El proteccionismo no es más que una fórmula para robar a muchos en beneficio de unos pocos
Suele decirse que la ciencia económica nació, de manos de Adam Smith, como una reacción frente al proteccionismo que representaba el pensamiento mercantilista dominante en la época. Se trata de un relato excesivamente simplificado (ni la ciencia económica nace con Smith, ni el mercantilismo era única ni especialmente un movimiento contra la libertad comercial), pero con un poso de verdad: uno de los primeros grandes consensos que se alcanzaron en Economía fue el de las bondades del libre comercio y el de los enormes perjuicios de los aranceles sobre el conjunto de la sociedad. Por desgracia, la lección sigue siendo insuficientemente aceptada por el grueso de una población que, de tanto en tanto, vuelve a caer en veleidades proteccionistas: como si, en efecto, obligar a las familias y a las empresas a comprar los caros y malos bienes de consumo y de inversión fabricados por la industria nacional adoquinara nuestro camino hacia la prosperidad (y no únicamente el camino a la prosperidad de aquellos grupos de presión nacionales que son privilegiados por la protección arancelaria).

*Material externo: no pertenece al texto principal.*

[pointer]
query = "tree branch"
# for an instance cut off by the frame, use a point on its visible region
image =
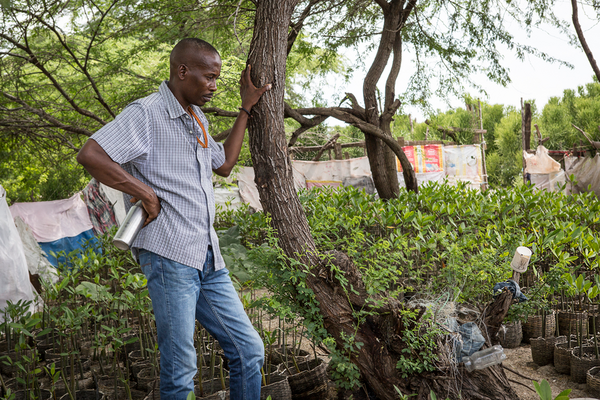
(219, 112)
(34, 61)
(582, 40)
(83, 68)
(47, 117)
(296, 27)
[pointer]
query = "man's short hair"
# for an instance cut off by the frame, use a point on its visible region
(187, 44)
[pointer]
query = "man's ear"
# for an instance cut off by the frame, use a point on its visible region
(182, 71)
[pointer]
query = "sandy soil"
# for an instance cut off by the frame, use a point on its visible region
(520, 360)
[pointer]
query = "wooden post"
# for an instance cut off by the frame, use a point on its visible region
(484, 185)
(525, 132)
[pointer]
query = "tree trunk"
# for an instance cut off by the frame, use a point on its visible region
(380, 333)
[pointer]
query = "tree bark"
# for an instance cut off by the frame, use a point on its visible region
(381, 332)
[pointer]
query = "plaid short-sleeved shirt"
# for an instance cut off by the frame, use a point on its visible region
(154, 140)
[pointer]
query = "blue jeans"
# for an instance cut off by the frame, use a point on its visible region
(182, 294)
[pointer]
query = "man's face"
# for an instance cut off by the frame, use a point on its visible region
(201, 78)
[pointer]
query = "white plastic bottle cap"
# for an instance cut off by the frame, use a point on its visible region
(521, 259)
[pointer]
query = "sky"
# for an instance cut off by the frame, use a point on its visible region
(532, 78)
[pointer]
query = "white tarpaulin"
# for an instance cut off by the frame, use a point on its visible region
(544, 172)
(424, 177)
(332, 172)
(54, 220)
(37, 263)
(552, 182)
(586, 171)
(14, 276)
(540, 162)
(464, 163)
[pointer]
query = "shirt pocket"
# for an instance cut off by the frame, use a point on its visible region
(203, 155)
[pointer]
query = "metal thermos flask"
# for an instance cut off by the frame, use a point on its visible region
(133, 223)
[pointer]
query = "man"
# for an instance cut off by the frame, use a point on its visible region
(158, 150)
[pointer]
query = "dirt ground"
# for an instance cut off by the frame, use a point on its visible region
(520, 360)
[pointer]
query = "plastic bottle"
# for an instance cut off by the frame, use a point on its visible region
(484, 358)
(133, 223)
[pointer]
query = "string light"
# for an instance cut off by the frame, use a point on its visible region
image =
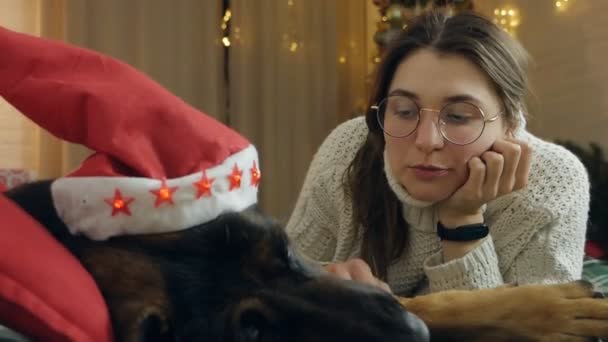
(562, 5)
(507, 18)
(224, 26)
(290, 38)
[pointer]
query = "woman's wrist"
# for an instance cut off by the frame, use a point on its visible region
(453, 221)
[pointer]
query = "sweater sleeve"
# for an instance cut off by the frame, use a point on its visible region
(537, 234)
(320, 226)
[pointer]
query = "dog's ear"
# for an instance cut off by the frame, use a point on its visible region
(154, 328)
(150, 325)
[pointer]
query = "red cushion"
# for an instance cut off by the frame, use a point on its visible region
(45, 293)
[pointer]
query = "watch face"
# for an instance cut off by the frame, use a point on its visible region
(469, 232)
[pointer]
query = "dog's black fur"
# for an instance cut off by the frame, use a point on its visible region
(233, 279)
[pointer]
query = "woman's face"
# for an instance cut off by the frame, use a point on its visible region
(429, 167)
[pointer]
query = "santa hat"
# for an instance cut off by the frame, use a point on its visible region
(159, 164)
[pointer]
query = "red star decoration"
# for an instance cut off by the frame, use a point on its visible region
(204, 186)
(235, 178)
(164, 194)
(119, 204)
(255, 175)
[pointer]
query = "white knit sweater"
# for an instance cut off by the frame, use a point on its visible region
(537, 234)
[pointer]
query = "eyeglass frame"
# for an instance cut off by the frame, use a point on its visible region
(376, 107)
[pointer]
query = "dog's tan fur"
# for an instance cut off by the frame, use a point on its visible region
(565, 312)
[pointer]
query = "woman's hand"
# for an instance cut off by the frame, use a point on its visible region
(357, 270)
(497, 172)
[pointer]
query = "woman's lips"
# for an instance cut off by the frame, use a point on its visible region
(429, 172)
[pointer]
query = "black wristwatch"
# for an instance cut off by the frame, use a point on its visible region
(467, 232)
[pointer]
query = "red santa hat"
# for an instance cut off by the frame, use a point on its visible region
(159, 165)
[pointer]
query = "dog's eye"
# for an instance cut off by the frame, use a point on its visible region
(251, 326)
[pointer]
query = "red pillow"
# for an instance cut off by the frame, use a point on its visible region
(45, 293)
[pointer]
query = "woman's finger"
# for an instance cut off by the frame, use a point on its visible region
(494, 168)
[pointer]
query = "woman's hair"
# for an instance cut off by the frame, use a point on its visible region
(376, 208)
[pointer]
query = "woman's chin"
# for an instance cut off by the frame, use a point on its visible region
(425, 195)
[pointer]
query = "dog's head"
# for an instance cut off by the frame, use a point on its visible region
(236, 278)
(251, 285)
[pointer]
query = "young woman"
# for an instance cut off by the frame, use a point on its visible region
(440, 186)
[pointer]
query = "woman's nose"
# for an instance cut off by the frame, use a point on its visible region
(428, 136)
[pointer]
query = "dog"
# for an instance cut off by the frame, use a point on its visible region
(237, 278)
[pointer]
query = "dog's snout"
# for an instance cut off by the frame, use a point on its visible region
(417, 331)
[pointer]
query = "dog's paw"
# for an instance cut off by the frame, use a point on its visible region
(570, 312)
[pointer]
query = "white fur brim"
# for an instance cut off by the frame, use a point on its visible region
(81, 201)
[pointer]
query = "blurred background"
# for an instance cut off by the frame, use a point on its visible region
(285, 72)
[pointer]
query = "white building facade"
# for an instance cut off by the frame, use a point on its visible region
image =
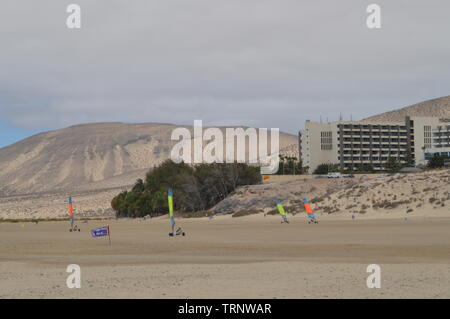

Afortunadamente, varios economistas —Davide Furceri, Swarnali Hannan, Jonathan Ostry y Andrew Rose en Macroeconomic Consequences of Tariffs— acaban de estimar conservadoramente los efectos del proteccionismo usando como base de datos la experiencia de 151 países distintos durante el período 1963-2014. Y los resultados son concluyentes: los aranceles reducen el PIB, la productividad, el empleo y la igualdad en aquellas sociedades que los implementan.
En particular, por cada incremento de los aranceles de 3,6 puntos porcentuales se produce, al cabo de cinco años, una caída de la productividad del 0,9% debido previsiblemente a las ineficiencias competitivas que promueve en el interior de la economía (menor competencia exterior, mayor oligopolización interior). Siendo la productividad el determinante básico del PIB, el estudio también halla, no por casualidad, una reducción del 0,4% en el mismo al cabo de ese lustro. Asimismo, y debido a la relación entre crecimiento económico y el empleo, también se detecta un aumento del paro de unas dos décimas y, nuevamente debido a las conexiones entre desempleo y distribución de la renta, un aumento de la desigualdad (medida por el índice Gini) de 0,15 puntos.
Efecto acumulado de un aumento de los aranceles de 3,6 puntos
Tales perjuicios son notablemente mayores en el caso de economías desarrolladas (y, por tanto, mucho más especializadas e integradas en la división internacional del trabajo) que en el de las economías en vías de desarrollo: específicamente, por cada aumento de los aranceles de 3,6 puntos, el PIB de los países desarrollados se contrae más de un 1% (frente a alrededor del 0,3% en los países en vías de desarrollo). A su vez, los aranceles también resultan especialmente gravosos durante los periodos de bonanza y no tanto durante las recesiones (puesto que, a corto plazo, la protección arancelaria puede generar desviaciones de demanda que movilicen los recursos ociosos internos de un país a costa de agravar, claro está, las recesiones de sus socios comerciales). Es decir, los rearmes arancelarios son marcadamente negativos en una coyuntura como la actual y para algunas de las economías que ahora mismo están impulsando la presente guerra/negociación comercial.
Así pues, podemos afirmar que las intuiciones de los economistas clásicos, posteriormente refrendadas por la práctica totalidad de la profesión, eran ciertas: los países no se desarrollan aislándose del comercio global, sino que, por el contrario, apartarse de la globalización solo contribuye a minar su capacidad de crecimiento. Con aranceles, los consumidores locales salen perdiendo al verse forzados a comprar mala mercancía nacional y, del mismo modo, los empresarios locales salen perdiendo al verse forzados a abastecerse con malos inputs nacionales (minando consecuentemente su competitividad global). En realidad, los únicos ciertamente interesados en la protección exterior son aquellas empresas nacionales que se saben incapaces de competir con sus rivales extranjeros: es decir, aquellas que cabildean al poder político para que les otorgue una subvención a costa de establecer un gravoso impuesto sobre el desarrollo del resto de la economía. Robar a muchos para beneficiar a unos pocos. Lo paradójico es que muchas personas de izquierdas avalen el proteccionismo cuando, en el fondo, solo están defendiendo una política que perjudica a las mayorías sociales para prebendar a los grupos empresariales locales. Menos salarios, menos empleo y menos igualdad pero, eso sí, más ganancias monopolísticas para el capitalista nacional amparado por el Estado.